До полицейского участка она дошла пешком. В душе у нее царил хаос – смесь тревоги, решимости и неутихающего гнева. Поднимавшееся на востоке солнце било ей в глаза, к тому времени, как она добралась до места, все ее тело подернулось испариной.
– Его здесь нет, – ответил ей полисмен, когда она потребовала свидания с мужем.
Анна не помнила, что она ему сказала после этого. Ей пришлось ждать, пока другой человек, теперь уже в штатском, не пришел, чтобы с ней поговорить.
– Мистер Бальфур был отпущен под ответственность мистера Дитца, мэм.
Он стал что-то бормотать про министерство, про другую юрисдикцию, но Анна перестала слушать. Где же он?
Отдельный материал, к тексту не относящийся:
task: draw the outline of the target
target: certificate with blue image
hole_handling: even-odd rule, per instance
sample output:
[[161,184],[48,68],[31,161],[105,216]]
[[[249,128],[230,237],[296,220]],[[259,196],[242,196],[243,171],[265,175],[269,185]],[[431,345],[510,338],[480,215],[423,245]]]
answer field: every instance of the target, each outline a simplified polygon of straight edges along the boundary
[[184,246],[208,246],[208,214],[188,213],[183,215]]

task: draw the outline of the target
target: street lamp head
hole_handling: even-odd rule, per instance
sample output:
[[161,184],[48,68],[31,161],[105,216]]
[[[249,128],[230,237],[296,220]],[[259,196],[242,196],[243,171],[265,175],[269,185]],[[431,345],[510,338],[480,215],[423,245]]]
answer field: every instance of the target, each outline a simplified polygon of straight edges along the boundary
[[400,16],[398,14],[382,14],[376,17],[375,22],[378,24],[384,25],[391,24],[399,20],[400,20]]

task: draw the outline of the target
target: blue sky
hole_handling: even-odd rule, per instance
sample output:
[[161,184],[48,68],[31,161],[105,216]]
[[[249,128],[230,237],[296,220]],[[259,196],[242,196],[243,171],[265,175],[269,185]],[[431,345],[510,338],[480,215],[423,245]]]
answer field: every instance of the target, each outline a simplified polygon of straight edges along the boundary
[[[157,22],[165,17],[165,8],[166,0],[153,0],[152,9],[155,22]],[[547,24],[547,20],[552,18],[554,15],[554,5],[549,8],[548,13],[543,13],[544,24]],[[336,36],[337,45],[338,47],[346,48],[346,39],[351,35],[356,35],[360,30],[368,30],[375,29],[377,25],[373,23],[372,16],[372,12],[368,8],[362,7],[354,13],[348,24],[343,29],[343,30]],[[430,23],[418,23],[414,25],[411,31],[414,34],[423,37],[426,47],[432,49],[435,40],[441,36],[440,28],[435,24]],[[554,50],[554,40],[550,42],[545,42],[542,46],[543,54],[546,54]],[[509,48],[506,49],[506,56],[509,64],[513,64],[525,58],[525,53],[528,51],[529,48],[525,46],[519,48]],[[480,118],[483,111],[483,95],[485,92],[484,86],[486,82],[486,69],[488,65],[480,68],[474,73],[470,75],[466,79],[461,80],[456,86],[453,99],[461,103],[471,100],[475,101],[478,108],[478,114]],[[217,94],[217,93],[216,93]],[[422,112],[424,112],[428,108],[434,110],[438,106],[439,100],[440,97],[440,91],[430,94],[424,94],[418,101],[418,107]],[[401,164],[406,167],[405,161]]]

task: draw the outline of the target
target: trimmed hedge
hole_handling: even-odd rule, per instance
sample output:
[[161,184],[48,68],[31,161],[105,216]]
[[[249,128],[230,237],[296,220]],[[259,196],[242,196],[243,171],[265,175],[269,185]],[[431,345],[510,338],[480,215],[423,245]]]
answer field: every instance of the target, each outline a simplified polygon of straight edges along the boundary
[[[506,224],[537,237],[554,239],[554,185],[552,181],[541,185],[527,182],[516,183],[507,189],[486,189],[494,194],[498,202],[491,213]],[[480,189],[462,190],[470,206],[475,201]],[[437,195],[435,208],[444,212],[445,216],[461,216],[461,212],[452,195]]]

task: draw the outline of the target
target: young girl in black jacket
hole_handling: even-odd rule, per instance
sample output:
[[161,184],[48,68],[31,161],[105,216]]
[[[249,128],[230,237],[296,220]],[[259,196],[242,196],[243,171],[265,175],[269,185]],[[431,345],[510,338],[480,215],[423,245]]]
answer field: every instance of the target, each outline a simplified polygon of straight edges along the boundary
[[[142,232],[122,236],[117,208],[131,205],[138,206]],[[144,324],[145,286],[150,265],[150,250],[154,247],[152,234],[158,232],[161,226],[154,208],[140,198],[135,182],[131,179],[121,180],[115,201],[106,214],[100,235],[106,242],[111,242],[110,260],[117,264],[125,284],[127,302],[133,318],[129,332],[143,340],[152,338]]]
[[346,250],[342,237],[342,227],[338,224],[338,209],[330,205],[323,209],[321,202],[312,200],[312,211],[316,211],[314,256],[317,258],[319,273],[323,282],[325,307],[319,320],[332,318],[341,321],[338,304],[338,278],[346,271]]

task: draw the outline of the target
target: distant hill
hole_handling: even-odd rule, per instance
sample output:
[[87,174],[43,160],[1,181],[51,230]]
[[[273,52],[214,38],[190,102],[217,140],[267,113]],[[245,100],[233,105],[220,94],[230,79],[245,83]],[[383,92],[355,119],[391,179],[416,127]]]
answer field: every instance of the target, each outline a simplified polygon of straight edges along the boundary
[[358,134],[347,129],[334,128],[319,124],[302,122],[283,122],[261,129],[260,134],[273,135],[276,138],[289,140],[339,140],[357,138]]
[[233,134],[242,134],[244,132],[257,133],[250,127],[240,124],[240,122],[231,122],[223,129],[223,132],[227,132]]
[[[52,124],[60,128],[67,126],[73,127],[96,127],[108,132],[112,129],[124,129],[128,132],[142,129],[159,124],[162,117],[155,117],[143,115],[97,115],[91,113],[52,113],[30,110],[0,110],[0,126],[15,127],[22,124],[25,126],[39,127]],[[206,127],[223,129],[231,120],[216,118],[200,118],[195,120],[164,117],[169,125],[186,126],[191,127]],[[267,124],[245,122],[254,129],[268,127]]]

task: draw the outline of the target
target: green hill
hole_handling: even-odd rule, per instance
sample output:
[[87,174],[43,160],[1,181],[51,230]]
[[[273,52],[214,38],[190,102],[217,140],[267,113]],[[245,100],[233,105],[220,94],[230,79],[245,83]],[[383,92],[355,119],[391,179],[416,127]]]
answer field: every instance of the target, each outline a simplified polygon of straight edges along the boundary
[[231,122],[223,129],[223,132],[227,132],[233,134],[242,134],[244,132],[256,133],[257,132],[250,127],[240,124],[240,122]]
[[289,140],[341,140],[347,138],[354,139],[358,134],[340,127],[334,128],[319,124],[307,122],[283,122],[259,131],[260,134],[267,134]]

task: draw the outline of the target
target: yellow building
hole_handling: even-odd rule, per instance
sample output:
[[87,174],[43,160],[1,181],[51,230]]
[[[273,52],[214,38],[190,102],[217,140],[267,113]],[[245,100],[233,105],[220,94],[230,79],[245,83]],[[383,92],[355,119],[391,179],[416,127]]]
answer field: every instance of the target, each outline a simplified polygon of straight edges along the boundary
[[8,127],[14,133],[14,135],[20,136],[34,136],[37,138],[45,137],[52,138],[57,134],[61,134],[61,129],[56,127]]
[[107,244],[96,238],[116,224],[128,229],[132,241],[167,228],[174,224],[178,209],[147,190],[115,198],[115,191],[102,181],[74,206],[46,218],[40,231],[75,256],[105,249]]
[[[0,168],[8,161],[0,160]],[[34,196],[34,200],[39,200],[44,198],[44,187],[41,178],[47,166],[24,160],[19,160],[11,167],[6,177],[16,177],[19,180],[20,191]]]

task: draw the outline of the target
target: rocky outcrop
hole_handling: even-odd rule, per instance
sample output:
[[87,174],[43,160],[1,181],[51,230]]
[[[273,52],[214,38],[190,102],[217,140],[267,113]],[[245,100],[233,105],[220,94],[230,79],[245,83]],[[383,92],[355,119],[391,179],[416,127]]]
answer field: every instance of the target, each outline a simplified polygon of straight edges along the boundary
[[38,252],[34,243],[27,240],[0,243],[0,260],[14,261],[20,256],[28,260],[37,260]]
– Должно быть, сейчас мистер Бальфур уже в доках, мэм; он собирался пойти туда утром. Он сам нас предупредил. На случай, если он нам понадобится.
В доках! Анна наняла проезжавший кабриолет и велела кучеру ехать на судоверфь.
Она сидела, оцепенев от горя, скользя невидящим взглядом по плывущим навстречу экипажу улицам, комкая юбку на коленях. Почему Джон не вернулся домой? Она ничего не понимала. Потребность его увидеть снедала ее, становясь прямо-таки болезненной.
Когда кабриолет въехал на северный двор, Анна спрыгнула на землю и бегом бросилась к кирпичному зданию в центре, не замечая рабочих, которые провожали ее удивленными взглядами и почтительно снимали шапки.
Точно так же она бежала вчера, мелькнула и пропала мысль. Но она пришла слишком поздно – Мартин Доуэрти был убит. На этот раз она не должна опоздать. Пока Анна взбегала по лестнице, ее глаза каким-то непостижимым образом подмечали всякий вздор: пыль, скопившуюся по углам, разводы древесных волокон на ступенях. Рука у нее тряслась, когда она повернула ручку двери кабинета Броуди и распахнула ее настежь.
Глава 29
– Катись отсюда ко всем чертям! Живо!
Анна замерла на месте, не сводя глаз с двух мужчин, занявших оборонительные позиции по обе стороны от письменного стола Броуди. Одним из них был сам Броуди, другим – Эйдин О’Данн. Их разделял не только письменный стол, но и враждебность, казавшаяся почти осязаемой. На секунду у нее даже возникла мысль подчиниться грубому окрику Джона, но Анна тут же отвергла ее. Она закрыла дверь и прислонилась к ней спиной, переводя встревоженный взгляд с одного на другого.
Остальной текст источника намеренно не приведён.